Tom Mitchell is emeritus professor of Theatre at the University of Illinois and scholar-in-residence for the Tennessee Williams Festival St. Louis. He has directed all of Tennessee Williams’s early full-length plays including 21st century premieres of the surreal Stairs to the Roof. Mitchell has edited the previously unpublished stories “The Lost Girl” and “Why Did Desdemona Love the Moor?” for the Tennessee Williams Annual Review. The latter was adapted for performance at the 2021 Provincetown Tennessee Williams Festival. Most recently, he edited The Caterpillar Dogs: Early Stories by Tennessee Williams, published by New Directions in April 2023, and anticipates publication of a larger, critical collection of stories from the University of Iowa Press in 2024.  For the 2023 Provincetown Tennessee Williams Festival he has adapted materials from the Williams Collections at the University of Texas to stage Williams’ spaceship fantasy “The Men from the Polar Star.”
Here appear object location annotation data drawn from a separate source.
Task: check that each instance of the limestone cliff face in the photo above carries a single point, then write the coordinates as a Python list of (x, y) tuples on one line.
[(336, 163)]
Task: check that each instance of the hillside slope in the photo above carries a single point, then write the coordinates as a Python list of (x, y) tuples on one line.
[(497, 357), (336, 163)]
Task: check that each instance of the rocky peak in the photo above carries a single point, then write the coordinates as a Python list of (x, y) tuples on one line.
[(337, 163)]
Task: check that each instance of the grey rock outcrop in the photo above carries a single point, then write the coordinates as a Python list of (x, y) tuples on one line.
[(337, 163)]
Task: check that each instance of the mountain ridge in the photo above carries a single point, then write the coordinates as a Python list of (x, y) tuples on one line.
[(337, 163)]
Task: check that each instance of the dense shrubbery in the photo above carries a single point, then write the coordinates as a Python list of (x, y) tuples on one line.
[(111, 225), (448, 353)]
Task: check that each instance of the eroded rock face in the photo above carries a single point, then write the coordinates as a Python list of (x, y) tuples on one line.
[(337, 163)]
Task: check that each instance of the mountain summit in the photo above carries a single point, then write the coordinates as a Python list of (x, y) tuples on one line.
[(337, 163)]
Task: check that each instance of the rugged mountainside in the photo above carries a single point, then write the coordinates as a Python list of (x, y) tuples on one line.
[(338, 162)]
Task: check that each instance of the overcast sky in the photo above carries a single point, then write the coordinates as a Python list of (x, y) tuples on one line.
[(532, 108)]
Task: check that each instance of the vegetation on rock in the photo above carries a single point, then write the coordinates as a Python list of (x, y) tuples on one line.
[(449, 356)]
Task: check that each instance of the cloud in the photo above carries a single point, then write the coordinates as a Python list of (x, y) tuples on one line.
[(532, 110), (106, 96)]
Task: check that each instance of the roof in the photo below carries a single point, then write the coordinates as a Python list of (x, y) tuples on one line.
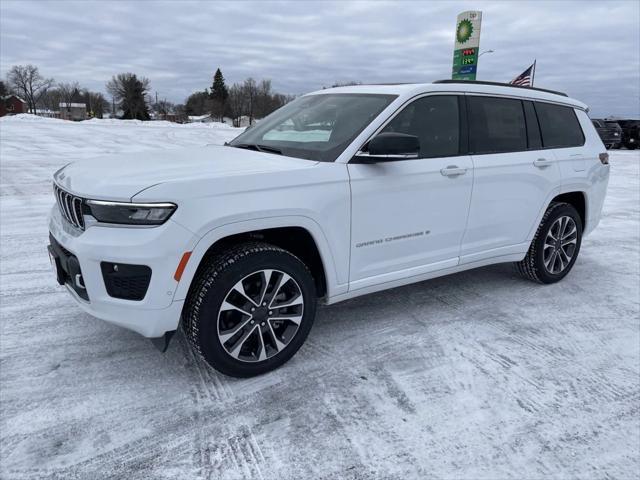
[(408, 90)]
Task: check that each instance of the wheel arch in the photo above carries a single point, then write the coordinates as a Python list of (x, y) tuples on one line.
[(578, 200), (299, 235)]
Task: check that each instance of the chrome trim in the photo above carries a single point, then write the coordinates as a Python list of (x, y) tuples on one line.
[(107, 203), (395, 156), (67, 206)]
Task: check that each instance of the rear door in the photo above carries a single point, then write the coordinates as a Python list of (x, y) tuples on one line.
[(408, 217), (513, 176)]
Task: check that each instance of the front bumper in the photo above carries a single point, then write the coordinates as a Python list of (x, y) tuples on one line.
[(160, 248)]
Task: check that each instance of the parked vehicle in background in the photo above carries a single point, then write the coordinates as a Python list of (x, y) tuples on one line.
[(609, 131), (342, 192), (630, 133)]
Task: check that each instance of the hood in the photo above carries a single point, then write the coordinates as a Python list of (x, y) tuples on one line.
[(121, 177)]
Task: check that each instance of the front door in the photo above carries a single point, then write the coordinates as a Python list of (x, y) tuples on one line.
[(409, 216), (513, 176)]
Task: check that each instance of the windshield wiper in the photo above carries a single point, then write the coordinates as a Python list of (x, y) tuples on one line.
[(258, 148)]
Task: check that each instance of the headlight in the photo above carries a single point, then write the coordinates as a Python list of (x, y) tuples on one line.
[(123, 213)]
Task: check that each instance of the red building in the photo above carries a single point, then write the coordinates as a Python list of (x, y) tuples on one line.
[(12, 105)]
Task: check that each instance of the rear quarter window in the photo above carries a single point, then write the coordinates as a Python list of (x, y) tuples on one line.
[(496, 125), (559, 126)]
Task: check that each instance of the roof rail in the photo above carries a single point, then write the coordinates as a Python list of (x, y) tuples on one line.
[(499, 84)]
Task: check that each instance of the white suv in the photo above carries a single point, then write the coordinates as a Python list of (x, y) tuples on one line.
[(340, 193)]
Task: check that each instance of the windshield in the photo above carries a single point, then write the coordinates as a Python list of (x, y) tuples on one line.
[(314, 127)]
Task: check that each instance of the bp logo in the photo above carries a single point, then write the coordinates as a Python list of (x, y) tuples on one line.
[(464, 31)]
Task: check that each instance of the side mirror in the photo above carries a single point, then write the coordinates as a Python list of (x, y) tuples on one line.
[(389, 147)]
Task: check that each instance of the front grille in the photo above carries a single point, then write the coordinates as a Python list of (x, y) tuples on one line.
[(70, 206)]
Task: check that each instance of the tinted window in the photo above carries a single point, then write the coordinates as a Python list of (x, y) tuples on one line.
[(315, 127), (559, 126), (496, 125), (435, 121), (533, 129)]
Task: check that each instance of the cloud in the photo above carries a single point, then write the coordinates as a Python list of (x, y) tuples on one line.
[(588, 49)]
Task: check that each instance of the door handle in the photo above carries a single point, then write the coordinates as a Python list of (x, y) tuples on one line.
[(452, 171), (542, 163)]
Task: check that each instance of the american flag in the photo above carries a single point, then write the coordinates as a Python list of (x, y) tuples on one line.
[(525, 79)]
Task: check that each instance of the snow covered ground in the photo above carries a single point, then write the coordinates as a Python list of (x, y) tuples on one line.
[(476, 375)]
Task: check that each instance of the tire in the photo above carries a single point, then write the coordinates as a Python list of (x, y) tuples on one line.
[(253, 331), (545, 261)]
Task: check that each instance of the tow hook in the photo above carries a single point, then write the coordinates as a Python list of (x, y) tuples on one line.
[(162, 343)]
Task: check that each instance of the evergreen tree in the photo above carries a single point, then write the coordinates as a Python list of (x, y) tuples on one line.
[(130, 93), (219, 95)]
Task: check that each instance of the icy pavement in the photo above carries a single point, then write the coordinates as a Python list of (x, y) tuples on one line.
[(479, 375)]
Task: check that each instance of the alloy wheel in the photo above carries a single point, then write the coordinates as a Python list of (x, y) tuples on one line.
[(260, 315), (560, 245)]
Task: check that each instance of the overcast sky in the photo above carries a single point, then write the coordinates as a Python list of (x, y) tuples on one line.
[(590, 49)]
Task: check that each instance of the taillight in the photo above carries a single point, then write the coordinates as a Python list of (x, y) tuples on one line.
[(604, 158)]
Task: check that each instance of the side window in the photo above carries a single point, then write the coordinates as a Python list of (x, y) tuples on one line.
[(496, 125), (559, 126), (534, 140), (435, 121)]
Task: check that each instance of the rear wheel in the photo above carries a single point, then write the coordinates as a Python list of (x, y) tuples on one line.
[(555, 246), (250, 309)]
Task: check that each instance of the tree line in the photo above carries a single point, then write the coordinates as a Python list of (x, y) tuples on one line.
[(132, 99), (250, 99), (41, 93)]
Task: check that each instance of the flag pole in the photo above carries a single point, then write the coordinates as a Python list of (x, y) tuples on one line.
[(533, 75)]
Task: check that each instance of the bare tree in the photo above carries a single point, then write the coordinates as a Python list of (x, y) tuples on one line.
[(68, 92), (28, 83), (4, 89), (250, 91)]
Jennifer Restak is the educational director of the National Edgar Allan Poe Theatre of Baltimore, Maryland. A scholar/practitioner, she will be discussing the lineage of American Sci-Fi Fantasy and her adaptation of Williams’ Poe-inspired “The Eye That Saw Death,” which will be performed at the Festival this season. 




Carrie Chapter will moderate TWI discussions. In recent years, she has been the Head Dramaturg for the National Music Theater Conference at the Eugene O'Neill Theater Center and visiting dramaturg for its National Playwrights Conference. For seven years, Carrie was the Literary Manager and Dramaturg at Philadelphia Theatre Company, during which she served over 30 regional and world premieres as a production dramaturg. In addition, she also teaches a writing-intensive class for Theatre majors at Temple University. Carrie is a graduate of Washington College (B.A.) and Villanova University (M.A.), as well as a member of the Literary Managers and Dramaturgs of the Americas (LMDA).